Por si acaso, se apresura a redactar un mensaje alarmante sobre los acontecimientos que se están produciendo en la ribera del Duero, sin olvidar sus antecedentes, las conversaciones de los representantes de la ciudad con Patronio el hombre de don Juan Manuel.
Todo olerá a conjura, a subversión y a deslealtad contra el Conde, se dice don Vela que a continuación tiene buen cuidado de encargar al Manco la función de correo. ¿Acaso no sabía el juez que en el viejo borracho el recuerdo del tiempo pasado junto a sus camaradas, primaba sobre cualquier otra lealtad, incluido su vino? No hizo falta seguir al Manco para saber que dirigió sus pasos hacia el río Duero, donde al poco los reunidos sabían de sus negocios con Garcilaso.
Lentamente, saboreando cada instante, don Vela se desprende de sus ropajes y se apresta a vestirse de guerra, con gambax, cota de malla y pantalones, ¡todo de color blanco!
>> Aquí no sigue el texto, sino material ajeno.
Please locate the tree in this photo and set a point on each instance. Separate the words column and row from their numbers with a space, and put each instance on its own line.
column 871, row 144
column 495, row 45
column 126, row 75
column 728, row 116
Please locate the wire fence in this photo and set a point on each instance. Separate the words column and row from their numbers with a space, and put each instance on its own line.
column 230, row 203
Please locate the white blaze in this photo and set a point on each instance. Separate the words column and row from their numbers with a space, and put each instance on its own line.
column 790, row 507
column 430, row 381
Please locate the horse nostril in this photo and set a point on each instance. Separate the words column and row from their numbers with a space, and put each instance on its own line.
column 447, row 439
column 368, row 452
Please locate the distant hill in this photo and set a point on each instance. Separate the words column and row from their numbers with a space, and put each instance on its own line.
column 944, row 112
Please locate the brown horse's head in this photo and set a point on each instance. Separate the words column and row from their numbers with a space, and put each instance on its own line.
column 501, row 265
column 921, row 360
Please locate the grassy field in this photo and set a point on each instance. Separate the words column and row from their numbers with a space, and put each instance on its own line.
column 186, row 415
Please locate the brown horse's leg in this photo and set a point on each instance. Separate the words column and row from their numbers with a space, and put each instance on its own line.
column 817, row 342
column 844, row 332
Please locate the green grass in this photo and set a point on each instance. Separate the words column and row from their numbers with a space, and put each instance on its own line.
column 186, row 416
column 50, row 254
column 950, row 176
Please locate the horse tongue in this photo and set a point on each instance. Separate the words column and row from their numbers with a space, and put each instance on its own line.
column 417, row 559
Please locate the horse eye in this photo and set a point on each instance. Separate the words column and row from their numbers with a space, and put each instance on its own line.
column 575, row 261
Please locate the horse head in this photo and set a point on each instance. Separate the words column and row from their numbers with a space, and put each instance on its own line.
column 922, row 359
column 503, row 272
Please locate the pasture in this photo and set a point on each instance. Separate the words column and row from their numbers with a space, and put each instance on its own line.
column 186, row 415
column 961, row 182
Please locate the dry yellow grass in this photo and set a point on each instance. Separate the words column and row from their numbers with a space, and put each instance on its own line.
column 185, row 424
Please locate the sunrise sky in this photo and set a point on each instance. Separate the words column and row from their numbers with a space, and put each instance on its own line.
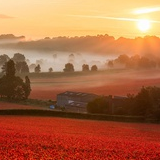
column 51, row 18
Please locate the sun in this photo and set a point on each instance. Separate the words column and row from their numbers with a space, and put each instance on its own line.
column 143, row 25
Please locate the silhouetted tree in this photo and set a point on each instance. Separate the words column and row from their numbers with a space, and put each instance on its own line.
column 69, row 67
column 32, row 67
column 94, row 68
column 85, row 67
column 37, row 69
column 18, row 57
column 10, row 68
column 110, row 64
column 3, row 59
column 22, row 67
column 27, row 87
column 71, row 58
column 11, row 86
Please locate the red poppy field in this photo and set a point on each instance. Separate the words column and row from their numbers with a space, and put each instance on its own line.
column 30, row 138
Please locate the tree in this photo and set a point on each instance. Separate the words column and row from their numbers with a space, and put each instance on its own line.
column 85, row 67
column 11, row 86
column 18, row 57
column 3, row 59
column 27, row 87
column 94, row 68
column 37, row 69
column 22, row 67
column 10, row 68
column 50, row 69
column 98, row 105
column 69, row 67
column 110, row 64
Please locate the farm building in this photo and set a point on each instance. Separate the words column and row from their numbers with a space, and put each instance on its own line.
column 75, row 101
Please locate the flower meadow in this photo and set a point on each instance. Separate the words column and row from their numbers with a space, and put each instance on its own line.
column 47, row 138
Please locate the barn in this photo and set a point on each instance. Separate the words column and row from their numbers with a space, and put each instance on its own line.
column 75, row 101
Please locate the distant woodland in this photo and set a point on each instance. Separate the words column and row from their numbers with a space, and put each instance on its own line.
column 100, row 44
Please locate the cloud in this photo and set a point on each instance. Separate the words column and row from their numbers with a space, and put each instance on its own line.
column 146, row 10
column 112, row 18
column 2, row 16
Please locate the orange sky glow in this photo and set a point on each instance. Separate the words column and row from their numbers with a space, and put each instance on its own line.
column 52, row 18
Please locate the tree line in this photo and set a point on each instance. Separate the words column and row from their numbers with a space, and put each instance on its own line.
column 21, row 64
column 145, row 103
column 134, row 62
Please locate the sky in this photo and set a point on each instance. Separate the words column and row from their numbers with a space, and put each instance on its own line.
column 51, row 18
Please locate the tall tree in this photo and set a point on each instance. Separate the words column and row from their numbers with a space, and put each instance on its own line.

Sobre su pecho, el talismán de la Madre, y de momento todo el equipo oculto bajo el sayón negro bordado con la Estrella Sirio.
—Ya sólo me queda tomar a la dama.
Con el corazón radiante y la mente llena de la imagen de Isabel, ordenó a su gente que reuniera a los Hijos de Sirio en la cueva de Kronos. Poco después, desde la colina del Castillo, amparado por las sombras y la maleza, se despide de la ciudad. Abajo, junto al río puede ver las hogueras que iluminan el campamento de los hombres de los linajes, desde donde surge una riada de antorchas que asciende por el collado que separan las dos colinas que forman las atalayas de Soria, un hormiguero de luminarias que culebrea por la cuesta de San Pedro. Casi puede distinguir entre sus gritos de furor las maldiciones que lanzan contra el juez perjuro a los luceros y a la noche. Ahora llegan al barrio de la Fuente Albar, allí, junto a la iglesia de su linaje proclaman como juez a don Rodrigo. Es cuestión de tiempo, pero espera ver pronto a una multitud apasionada junto a su casa y tras reclamar inútilmente su presencia, cobrarse sobre sus propiedades la frustración de no poder someterle a una justicia rápida y pública. Al poco, las campanas de la ciudad alertan la presencia de fuego y confirman su hipótesis, el juez ha sido declarado culpable por la turba. Lo que sigue después ya no le interesa, supone una caza despiadada de sus partidarios y nuevas columnas de fuego que les compense por sus años de poder.